The trilateral NAFTA agreement has been a source of contention and mystery within North America since the election of President Donald Trump. The US President took the free trade agreement off the chopping board last month, agreeing to renegotiate rather than drop the axe. However, the President’s initiative is to have the deal signed and sealed by the time ALMO steps into office in Mexico DF. 

The US position has been aggressive from the start. Demanding that the Mexicans and the Canadians fall into line, Trump said that an agreement will only be reached if its “totally on our terms”. For the Mexicans, this means giving concessions on the auto-industry in terms of parts, manufacturing and wages – all intending to increase trade for the US. 

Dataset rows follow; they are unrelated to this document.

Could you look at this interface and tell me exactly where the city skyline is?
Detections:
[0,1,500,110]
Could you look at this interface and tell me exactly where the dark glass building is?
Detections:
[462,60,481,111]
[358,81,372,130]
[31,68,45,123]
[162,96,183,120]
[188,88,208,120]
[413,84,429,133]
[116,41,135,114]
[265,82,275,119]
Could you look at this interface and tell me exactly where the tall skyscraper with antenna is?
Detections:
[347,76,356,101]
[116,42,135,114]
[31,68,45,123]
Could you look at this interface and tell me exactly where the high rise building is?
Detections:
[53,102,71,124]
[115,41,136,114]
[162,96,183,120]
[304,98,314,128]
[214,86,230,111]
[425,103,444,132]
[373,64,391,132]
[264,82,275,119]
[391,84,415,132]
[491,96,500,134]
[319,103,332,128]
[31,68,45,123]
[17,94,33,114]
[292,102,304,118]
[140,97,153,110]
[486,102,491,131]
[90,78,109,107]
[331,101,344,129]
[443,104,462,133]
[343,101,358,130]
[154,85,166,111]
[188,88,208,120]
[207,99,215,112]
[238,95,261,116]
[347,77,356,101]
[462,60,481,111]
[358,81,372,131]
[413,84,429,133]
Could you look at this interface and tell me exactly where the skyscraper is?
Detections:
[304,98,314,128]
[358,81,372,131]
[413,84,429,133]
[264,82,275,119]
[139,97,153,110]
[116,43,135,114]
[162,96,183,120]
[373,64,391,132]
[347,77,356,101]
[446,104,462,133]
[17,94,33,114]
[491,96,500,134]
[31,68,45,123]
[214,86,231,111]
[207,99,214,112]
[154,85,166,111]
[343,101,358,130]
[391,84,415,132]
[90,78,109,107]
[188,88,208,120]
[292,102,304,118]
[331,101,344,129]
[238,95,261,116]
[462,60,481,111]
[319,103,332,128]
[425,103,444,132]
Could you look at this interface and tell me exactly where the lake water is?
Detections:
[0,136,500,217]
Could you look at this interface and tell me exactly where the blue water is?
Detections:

A deal was reached last week between Mexico and the US with the threat of leaving Canada out in the cold. The revamped trade deal – if it goes ahead without the US’s northern neighbour – would see the US keep its initial FTA with Canada whilst establishing a new bilateral trade agreement with Mexico. For the Mexicans, this would mean tariffs being established on roughly 10% of their trade with Canada. 

“There are things that we don’t control, particularly the political relationship between Canada and the U.S., and we definitely don’t want to expose Mexico to the uncertainty of not having a deal,” said Luis Videgaray Caso, Mexico’s foreign minister in response to the dispute. “Not having a trade agreement with the U.S., that’s a substantial risk to the Mexican economy. Literally millions of jobs in Mexico depend on access to the U.S. market.”

On the other hand, if the trilateral agreement is reached then there will be an air of clarity surrounding Mexico, including a period of reactive planning and investments driven by the stability of a trade agenda. The policies of the incoming Mexican government will not be juxtaposed by, but driven through the renegotiation. 

NAFTA agreement to boost investment in Mexico by 25% in some sectors

“It will be more a moment of planning than of caution, since we remember how the investments which were stopped were those made in a medium to long term horizon, and of course, a greater certainty and clarity of the new policies of the new government. They would encourage investment,” said Lyman Daniels, president of CBRE Mexico.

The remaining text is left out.